In Italia, il pemigatinib ha ottenuto l'approvazione per l'uso in pazienti con colangiocarcinoma metastatico o inoperabile che presentano mutazioni a carico di FGFR2, mentre ivosidenib è approvato per le forme di colangiocarcinoma localmente avanzato o metastatico che presentano la mutazione R132 a carico di IDH1. Tuttavia, la loro efficacia può essere compromessa dall'insorgenza di altre mutazioni di FGFR o IDH1.

 

È possibile utilizzare anche l’immunoterapia?

Si, nei pazienti che non possono essere operati, il trattamento con chemioterapia e immunoterapia con durvalumab, è una scelta terapeutica. Recentemente, l’AIFA ha infatti approvato la rimborsabilità di durvalumab per il trattamento dei tumori delle vie biliari.

 

Che dati ci sono a supporto di questa terapia?

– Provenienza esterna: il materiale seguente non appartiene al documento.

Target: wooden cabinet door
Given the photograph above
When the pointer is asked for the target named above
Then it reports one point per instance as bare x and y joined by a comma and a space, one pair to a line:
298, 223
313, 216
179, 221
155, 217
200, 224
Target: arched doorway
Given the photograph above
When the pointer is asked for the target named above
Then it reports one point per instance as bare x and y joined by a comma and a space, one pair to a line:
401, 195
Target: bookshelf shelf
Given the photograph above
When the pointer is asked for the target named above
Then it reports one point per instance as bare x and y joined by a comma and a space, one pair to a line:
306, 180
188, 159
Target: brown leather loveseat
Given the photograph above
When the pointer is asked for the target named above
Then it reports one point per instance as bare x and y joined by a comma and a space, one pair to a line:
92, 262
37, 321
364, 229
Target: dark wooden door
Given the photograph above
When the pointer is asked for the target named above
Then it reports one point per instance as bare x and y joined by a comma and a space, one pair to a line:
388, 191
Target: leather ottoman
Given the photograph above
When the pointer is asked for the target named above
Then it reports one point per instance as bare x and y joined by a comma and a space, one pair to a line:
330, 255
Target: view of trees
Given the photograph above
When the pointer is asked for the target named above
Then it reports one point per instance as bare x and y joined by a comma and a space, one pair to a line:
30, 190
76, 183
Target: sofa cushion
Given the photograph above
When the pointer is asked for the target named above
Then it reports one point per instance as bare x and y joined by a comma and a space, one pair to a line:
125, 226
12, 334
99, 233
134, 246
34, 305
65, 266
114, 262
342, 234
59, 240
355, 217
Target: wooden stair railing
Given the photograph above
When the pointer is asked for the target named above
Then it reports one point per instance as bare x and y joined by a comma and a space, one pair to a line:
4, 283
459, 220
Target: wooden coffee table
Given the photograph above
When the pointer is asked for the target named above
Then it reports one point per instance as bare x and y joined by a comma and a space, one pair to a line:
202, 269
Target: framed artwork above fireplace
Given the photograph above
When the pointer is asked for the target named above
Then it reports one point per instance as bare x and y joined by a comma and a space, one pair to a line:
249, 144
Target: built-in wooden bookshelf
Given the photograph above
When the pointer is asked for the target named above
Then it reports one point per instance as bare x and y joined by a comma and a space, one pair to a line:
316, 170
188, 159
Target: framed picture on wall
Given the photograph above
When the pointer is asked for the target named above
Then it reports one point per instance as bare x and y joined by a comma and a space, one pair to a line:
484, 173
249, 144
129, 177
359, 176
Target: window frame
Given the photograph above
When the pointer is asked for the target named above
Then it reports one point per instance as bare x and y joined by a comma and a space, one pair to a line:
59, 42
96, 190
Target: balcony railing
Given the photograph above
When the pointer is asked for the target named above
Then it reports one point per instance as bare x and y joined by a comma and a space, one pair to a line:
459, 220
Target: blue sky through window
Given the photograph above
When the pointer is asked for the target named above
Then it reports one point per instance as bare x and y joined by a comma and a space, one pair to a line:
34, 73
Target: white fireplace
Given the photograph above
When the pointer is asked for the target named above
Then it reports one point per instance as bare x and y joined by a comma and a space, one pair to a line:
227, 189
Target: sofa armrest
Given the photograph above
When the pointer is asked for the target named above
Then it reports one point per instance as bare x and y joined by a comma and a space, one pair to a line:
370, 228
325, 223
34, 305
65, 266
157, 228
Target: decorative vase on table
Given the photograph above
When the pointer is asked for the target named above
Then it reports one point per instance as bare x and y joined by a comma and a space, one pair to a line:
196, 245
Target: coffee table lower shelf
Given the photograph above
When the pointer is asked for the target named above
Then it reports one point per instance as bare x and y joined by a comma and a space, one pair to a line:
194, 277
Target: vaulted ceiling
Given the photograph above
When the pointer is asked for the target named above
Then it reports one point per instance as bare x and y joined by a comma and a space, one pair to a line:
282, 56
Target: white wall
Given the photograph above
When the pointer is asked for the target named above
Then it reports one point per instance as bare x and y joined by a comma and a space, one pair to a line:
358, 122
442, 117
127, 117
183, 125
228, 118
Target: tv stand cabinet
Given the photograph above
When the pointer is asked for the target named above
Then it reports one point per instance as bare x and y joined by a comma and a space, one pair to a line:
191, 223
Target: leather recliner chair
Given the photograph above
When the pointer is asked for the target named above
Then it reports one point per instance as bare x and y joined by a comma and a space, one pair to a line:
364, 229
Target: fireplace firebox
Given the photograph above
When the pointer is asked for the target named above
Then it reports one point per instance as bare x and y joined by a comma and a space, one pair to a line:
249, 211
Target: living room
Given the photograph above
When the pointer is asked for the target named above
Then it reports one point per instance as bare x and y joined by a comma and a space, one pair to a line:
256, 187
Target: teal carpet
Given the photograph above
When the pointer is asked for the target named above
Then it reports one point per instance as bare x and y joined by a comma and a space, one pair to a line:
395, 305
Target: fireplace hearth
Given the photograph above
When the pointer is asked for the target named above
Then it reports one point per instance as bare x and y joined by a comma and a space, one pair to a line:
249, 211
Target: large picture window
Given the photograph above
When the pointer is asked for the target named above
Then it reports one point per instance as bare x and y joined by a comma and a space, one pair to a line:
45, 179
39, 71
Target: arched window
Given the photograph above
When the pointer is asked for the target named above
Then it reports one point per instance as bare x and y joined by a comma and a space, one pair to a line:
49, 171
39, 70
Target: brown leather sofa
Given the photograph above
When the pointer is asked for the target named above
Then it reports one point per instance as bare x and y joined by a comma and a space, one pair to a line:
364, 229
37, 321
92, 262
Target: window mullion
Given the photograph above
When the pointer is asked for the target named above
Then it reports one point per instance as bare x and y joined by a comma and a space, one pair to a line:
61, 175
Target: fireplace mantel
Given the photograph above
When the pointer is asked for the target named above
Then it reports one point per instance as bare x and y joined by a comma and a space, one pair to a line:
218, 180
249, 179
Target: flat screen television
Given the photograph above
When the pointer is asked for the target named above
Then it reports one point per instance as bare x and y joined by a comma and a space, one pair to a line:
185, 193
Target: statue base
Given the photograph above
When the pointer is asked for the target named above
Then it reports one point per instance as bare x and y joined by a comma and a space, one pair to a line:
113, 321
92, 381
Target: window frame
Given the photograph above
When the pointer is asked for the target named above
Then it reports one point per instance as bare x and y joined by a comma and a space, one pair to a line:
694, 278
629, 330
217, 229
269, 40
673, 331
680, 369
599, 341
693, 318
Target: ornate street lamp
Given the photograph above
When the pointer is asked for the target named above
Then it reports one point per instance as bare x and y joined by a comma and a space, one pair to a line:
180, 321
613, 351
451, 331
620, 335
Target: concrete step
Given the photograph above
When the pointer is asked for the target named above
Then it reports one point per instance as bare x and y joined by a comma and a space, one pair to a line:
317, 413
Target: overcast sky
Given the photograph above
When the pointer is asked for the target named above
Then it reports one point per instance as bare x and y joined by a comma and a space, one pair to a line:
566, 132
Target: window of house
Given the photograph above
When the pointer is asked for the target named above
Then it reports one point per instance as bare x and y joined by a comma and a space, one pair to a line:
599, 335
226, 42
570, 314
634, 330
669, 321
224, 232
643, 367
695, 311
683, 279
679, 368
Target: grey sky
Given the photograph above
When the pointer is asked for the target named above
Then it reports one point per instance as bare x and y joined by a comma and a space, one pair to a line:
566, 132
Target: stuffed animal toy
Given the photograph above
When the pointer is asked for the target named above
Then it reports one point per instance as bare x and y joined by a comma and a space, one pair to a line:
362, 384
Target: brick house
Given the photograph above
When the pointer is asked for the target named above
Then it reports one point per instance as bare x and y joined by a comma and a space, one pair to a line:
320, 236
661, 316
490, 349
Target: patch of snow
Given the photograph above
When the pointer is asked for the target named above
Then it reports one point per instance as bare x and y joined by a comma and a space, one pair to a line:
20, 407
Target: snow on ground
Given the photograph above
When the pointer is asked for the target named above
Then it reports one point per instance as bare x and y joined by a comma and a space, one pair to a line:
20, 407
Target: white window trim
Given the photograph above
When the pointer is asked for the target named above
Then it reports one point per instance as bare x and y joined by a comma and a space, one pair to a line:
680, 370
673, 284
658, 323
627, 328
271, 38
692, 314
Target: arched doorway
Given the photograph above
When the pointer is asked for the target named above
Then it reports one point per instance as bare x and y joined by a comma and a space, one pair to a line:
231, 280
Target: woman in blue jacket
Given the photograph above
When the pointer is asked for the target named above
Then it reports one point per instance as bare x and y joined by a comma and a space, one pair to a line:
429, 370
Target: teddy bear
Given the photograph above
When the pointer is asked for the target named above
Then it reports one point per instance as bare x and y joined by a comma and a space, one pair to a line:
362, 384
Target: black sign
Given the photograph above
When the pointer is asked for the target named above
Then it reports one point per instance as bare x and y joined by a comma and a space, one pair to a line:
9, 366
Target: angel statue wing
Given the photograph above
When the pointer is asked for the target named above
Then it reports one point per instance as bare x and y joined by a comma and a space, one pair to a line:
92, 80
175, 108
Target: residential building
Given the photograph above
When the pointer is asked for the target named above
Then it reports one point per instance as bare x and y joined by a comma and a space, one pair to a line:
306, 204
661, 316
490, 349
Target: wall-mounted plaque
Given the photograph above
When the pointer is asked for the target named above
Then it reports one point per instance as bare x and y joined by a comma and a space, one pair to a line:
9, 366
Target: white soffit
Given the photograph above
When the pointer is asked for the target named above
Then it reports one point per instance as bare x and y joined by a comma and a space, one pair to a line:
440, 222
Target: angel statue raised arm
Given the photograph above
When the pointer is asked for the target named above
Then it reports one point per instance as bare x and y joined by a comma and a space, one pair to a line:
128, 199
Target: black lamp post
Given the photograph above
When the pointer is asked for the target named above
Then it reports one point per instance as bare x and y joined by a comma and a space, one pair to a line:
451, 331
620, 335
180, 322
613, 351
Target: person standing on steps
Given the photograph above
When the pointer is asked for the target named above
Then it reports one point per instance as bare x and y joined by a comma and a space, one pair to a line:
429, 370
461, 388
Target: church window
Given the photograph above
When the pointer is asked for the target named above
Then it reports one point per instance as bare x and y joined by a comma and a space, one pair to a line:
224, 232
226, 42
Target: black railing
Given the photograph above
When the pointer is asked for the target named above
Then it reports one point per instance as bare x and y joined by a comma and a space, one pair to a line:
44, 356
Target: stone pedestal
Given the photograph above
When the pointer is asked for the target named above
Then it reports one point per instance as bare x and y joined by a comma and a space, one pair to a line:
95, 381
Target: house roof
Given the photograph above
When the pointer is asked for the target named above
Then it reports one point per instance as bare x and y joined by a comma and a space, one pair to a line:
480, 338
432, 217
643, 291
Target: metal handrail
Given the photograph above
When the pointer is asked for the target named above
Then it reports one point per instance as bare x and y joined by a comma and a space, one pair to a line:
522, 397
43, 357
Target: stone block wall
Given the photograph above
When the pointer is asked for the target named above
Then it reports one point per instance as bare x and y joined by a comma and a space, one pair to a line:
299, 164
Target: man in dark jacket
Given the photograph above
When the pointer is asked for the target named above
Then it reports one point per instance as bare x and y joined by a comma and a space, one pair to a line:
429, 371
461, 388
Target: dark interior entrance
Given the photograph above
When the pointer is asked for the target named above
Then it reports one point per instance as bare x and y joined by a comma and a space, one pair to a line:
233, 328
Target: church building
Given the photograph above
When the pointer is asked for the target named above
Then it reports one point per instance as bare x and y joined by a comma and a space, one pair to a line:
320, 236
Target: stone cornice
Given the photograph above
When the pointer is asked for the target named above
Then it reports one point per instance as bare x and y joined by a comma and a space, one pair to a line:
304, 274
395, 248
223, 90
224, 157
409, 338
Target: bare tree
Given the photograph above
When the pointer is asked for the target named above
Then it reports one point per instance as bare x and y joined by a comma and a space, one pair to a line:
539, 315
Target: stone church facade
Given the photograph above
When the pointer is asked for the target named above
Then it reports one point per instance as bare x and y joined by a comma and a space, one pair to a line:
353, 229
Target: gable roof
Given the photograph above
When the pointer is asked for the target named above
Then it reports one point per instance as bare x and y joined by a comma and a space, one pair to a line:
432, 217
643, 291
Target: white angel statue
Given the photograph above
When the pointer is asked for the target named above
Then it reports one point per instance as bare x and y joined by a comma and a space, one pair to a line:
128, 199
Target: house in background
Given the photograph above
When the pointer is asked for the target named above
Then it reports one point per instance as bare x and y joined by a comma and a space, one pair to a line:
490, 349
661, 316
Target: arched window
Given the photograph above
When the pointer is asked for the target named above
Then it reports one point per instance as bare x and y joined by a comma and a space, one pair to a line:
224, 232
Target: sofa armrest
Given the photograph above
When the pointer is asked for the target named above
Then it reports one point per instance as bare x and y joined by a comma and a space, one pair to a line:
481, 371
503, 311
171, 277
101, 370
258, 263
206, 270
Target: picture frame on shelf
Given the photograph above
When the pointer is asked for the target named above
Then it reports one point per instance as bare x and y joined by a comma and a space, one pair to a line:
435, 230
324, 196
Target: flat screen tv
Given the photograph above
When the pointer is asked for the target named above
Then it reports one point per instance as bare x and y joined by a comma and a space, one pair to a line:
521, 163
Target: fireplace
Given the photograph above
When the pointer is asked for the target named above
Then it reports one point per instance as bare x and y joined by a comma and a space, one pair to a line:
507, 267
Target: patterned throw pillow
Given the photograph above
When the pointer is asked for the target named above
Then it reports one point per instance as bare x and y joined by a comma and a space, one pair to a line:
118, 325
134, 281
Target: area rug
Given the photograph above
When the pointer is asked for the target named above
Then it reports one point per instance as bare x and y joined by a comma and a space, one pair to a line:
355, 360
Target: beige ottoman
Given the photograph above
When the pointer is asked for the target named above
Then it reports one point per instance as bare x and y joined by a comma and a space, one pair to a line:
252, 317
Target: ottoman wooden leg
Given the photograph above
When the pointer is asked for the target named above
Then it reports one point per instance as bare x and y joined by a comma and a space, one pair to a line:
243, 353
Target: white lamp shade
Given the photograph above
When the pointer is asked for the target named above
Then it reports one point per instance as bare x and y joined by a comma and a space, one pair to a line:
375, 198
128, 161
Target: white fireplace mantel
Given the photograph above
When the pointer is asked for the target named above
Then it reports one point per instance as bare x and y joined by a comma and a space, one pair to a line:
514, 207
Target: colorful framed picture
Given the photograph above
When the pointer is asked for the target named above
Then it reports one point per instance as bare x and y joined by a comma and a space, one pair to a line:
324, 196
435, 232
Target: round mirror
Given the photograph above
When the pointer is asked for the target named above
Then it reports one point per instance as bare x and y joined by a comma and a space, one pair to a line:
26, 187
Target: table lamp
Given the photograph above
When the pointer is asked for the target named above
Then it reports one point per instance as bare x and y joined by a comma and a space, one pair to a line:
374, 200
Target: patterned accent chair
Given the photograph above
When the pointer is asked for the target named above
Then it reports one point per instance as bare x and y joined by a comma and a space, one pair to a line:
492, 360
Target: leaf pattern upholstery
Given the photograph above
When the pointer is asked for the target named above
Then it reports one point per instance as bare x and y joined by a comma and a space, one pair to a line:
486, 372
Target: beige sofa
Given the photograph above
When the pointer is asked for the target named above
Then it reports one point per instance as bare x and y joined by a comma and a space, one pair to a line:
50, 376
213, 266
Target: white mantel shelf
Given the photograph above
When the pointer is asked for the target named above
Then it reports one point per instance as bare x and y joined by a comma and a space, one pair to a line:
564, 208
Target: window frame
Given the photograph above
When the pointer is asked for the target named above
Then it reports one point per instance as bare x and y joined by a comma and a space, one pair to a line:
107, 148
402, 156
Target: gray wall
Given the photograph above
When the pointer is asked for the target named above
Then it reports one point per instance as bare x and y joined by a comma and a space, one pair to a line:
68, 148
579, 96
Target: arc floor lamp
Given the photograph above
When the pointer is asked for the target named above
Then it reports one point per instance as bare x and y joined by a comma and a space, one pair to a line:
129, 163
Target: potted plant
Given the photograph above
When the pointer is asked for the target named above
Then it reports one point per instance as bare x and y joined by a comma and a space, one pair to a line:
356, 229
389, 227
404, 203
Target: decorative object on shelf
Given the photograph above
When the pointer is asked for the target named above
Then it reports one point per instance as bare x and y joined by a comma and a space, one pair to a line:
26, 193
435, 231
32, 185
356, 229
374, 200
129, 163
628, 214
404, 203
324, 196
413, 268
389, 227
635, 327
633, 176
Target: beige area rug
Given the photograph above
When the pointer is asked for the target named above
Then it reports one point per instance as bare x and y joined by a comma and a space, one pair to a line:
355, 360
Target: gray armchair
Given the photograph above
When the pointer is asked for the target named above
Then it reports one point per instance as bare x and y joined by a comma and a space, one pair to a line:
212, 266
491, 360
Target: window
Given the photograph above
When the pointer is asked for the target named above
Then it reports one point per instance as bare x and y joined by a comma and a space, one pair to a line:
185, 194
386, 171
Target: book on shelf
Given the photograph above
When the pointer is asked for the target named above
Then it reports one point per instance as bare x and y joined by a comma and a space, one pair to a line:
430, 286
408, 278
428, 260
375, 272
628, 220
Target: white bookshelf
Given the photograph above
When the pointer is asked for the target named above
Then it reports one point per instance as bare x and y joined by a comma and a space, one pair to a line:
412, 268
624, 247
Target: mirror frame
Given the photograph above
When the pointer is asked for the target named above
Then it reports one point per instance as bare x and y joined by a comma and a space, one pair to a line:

Ci sono i risultati dello studio Topaz-1, che ha coinvolto circa 700 pazienti e ha dimostrato che la combinazione durvalumab e chemioterapia è in grado di migliorare la sopravvivenza nel trattamento di prima linea (cioè il trattamento fatto subito dopo la diagnosi), con un minor rischio di progressione di malattia e miglior risposta al trattamento rispetto alla sola chemioterapia.

 

Quali sono le sfide da superare?

Nonostante i progressi significativi, l'uso di farmaci anti-FGFR o contro le forme mutate di IDH1, nel trattamento del colangiocarcinoma, presenta ancora alcune sfide quali la resistenza al trattamento, gli effetti collaterali e la necessità di identificare correttamente i pazienti che trarranno maggior beneficio da questi trattamenti.